Too often, an early death leads to the birth of a myth. How many personalities who left the world too quickly are then seen adorned with every virtue as soon as their death knell sounded and decided their fates? How many hypocritical and grandiose tributes, outdated requiems and simplified epitaphs have been composed? These “stars,” regardless of their art, are more effortlessly becoming legends, whatever their work may be.

Steve Jobs, the iconic founder of Apple, died on October 5 at just 56 years old from a rare cancer he had been fighting since 2004. His death caused a maelstrom of reactions among world leaders as well as with the common population, but also created many surreal scenes when the stores of the Apple brand, the famous Apple stores, were turned into chapels dedicated to the loss of a true guru, covered in flowers and candles. There is also the internet, a supreme channel of expression for boundless grief from disciples who have lost their prophet. The most daring comparisons are already flourishing: Moses, Mandela (rest assured, he is not dead!), John Lennon, Kennedy, Gutenberg, da Vinci and Einstein.

Jobs was an icon long before his death: A rare, not to mention unique businessman. He was not a “simple” visionary or even a fabulous moneymaker, as the Americans say. He not only created technologically efficient objects, he invented a universe that he managed to impose on everyone. Jobs revolutionized the daily lives of millions of people, got rid of dogmas and imagined products that generated their own new needs (and therefore new products). He transformed the computer but also communication, data transfer, music, animation, management and marketing. He was always several moves ahead of the competition, worn out by the chases he led.

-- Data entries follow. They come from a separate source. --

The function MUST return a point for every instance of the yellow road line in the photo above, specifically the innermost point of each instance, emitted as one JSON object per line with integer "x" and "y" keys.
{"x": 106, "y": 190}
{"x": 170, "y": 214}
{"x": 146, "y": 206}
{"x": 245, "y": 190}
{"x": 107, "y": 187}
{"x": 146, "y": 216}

For better or worse depending on your point of view, he always kept the image of his empire as that of a young, modern, open and rebellious company whereas it is nothing short of a many-headed, ultra-capitalist hydra: hegemonic, opaque and impenetrable, turning customers like suppliers into captives subject to a closed off universe. Hats off to the artist! Steve Jobs was a true magician of modern times: A real legend.